Every Friday from 6:45 pm to 7:45 pm, Inuvik youth are given exclusive access to free ice time at the Roy “Sugloo” Ipana Arena in the Midnight Sun Complex, all thanks to the Inuvik Youth Centre’s skate program.
Matthew Skinner, the centre coordinator for the Inuvik Youth Centre, created the program last October to allow local youth to practice their skating or to play hockey in a safe and welcoming environment.
“They love it. They say it’s a good way to practice their skills,” Skinner said. “If they’re in minor hockey, they have to do what the coaches tell them to do, but here they’re free to do whatever they want.”
Some of the kids aren’t able to play minor hockey, so he said that centre’s skate night gives those youth the opportunity to engage in the sport.
“Just knowing that you’re allowing someone who may not have an opportunity to actually have the opportunity to play the sport and see the smile on their face after just feels good inside,” he said. “It’s a great feeling overall.”
An average of 20 kids from the ages of 10 to 12 show up to the skate, but there are often times where more than 30 youth come out to the arena. Following the skate, the youth are served free homemade pizza from the centre.
“They want it to happen more. If it’s cancelled for tournaments and stuff like that, they get pretty upset with me,” he said.
He added that the program’s success is all due to the town’s love for hockey, as the youth “eat, breathe, sleep hockey,” he said.
“At the youth centre, I buy tape and let them tape their sticks and it’s just continuous taping. I talked to a guy down south and he said kids don’t do that anymore,” he said. “But here, they tape their sticks. They’re always asking to see your stick. They love it.”

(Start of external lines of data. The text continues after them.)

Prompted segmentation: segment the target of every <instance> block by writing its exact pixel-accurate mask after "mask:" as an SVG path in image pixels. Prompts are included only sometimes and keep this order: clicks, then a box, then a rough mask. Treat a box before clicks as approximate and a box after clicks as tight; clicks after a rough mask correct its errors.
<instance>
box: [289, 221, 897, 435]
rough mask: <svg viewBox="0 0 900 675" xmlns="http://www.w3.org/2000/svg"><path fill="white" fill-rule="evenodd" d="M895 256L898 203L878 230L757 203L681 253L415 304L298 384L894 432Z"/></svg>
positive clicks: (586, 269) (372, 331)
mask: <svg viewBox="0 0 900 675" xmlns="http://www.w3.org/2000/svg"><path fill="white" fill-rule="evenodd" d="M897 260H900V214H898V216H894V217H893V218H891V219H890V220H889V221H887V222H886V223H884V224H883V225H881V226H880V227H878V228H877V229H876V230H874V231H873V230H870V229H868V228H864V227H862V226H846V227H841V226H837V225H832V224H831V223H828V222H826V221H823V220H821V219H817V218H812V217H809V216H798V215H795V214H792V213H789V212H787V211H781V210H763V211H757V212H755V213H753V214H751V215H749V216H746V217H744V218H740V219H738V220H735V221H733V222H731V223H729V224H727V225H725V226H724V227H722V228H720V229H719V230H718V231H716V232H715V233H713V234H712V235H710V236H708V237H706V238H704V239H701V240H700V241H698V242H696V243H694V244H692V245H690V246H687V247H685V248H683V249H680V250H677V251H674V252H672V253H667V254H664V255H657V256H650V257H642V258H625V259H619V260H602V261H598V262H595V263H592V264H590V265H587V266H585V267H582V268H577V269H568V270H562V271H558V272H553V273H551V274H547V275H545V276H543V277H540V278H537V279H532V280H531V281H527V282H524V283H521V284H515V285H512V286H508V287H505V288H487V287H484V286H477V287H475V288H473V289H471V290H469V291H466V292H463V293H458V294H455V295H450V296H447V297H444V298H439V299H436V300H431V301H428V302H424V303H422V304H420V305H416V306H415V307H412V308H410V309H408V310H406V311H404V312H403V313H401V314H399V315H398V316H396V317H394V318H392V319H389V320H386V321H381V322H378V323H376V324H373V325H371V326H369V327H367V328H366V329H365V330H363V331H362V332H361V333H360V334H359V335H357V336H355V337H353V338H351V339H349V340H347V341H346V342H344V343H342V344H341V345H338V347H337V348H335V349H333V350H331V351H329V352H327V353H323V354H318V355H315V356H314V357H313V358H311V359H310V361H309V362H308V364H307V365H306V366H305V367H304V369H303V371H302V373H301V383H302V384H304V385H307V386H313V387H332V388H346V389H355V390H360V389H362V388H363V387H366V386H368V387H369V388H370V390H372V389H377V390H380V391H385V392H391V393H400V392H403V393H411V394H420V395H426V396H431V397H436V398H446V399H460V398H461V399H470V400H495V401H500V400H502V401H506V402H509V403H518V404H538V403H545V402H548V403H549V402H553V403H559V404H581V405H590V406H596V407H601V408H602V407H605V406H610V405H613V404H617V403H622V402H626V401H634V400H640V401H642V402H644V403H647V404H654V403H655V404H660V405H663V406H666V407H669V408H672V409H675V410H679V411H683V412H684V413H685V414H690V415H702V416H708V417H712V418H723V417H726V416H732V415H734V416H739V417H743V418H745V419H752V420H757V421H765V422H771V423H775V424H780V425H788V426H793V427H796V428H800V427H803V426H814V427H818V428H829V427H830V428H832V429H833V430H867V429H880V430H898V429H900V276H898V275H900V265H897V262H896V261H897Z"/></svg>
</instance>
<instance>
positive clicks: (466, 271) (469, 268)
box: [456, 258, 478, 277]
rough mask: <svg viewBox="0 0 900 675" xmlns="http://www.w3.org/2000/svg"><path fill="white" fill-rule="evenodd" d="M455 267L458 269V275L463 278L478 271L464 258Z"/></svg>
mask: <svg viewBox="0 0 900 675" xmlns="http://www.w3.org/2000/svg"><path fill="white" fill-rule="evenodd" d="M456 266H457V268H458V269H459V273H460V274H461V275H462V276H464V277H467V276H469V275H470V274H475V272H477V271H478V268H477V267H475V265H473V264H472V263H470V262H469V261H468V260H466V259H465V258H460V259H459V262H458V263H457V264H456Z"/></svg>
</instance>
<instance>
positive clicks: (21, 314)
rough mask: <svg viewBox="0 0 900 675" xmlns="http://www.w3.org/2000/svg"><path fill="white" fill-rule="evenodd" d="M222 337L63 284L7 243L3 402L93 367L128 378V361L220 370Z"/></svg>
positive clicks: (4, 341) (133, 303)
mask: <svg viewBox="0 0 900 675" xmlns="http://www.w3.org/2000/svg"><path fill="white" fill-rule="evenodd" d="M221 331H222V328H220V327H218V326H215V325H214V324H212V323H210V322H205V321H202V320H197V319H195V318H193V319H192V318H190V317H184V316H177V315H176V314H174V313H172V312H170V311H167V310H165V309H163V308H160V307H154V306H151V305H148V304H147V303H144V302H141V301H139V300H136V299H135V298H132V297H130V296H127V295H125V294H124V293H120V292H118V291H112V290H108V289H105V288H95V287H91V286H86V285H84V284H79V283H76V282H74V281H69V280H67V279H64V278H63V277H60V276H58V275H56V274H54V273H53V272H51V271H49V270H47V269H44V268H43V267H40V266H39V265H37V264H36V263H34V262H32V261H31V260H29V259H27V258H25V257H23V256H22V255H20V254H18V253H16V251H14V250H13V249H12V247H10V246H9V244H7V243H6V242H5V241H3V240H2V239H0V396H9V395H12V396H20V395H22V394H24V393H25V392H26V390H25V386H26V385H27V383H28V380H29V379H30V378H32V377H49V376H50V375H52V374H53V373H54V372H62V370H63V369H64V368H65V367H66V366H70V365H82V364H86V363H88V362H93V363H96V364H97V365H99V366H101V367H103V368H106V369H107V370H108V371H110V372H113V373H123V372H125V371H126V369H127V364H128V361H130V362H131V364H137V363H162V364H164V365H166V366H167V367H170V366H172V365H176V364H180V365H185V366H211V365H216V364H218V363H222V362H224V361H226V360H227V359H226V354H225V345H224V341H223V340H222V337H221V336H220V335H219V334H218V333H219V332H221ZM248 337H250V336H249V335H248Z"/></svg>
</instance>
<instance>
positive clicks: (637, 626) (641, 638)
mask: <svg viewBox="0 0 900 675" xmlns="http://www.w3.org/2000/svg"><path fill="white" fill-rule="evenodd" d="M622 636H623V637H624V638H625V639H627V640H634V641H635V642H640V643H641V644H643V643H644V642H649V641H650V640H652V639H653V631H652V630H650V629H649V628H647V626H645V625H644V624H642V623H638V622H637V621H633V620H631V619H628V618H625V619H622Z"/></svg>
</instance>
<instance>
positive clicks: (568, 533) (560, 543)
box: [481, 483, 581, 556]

Skinner, who has been working with the centre since last February, said he wanted to create more programs to draw in a greater variety of youth from all over the community.
“I want to get rid of that stigma that it’s just bad kids that go there. It’s for all youth and everybody’s welcome,” he said.
When growing up in Inuvik, he said that it was the youth workers who were always giving him opportunities, and now he wants to do the same for the youth of today.
“The work at the youth centre is kind of exactly what I wanted to do,” he said. “I wanted to be working with youth and the recreational field, so this is perfect for me.”
Skinner hopes the youth continue to enjoy the programming that the centre has to offer, and that they realize they are always welcome within the centre’s walls.
“I’m here for the youth. In my eyes that’s all that matters, how the youth are,” he said. “If they’re enjoying it, then I’m happy.”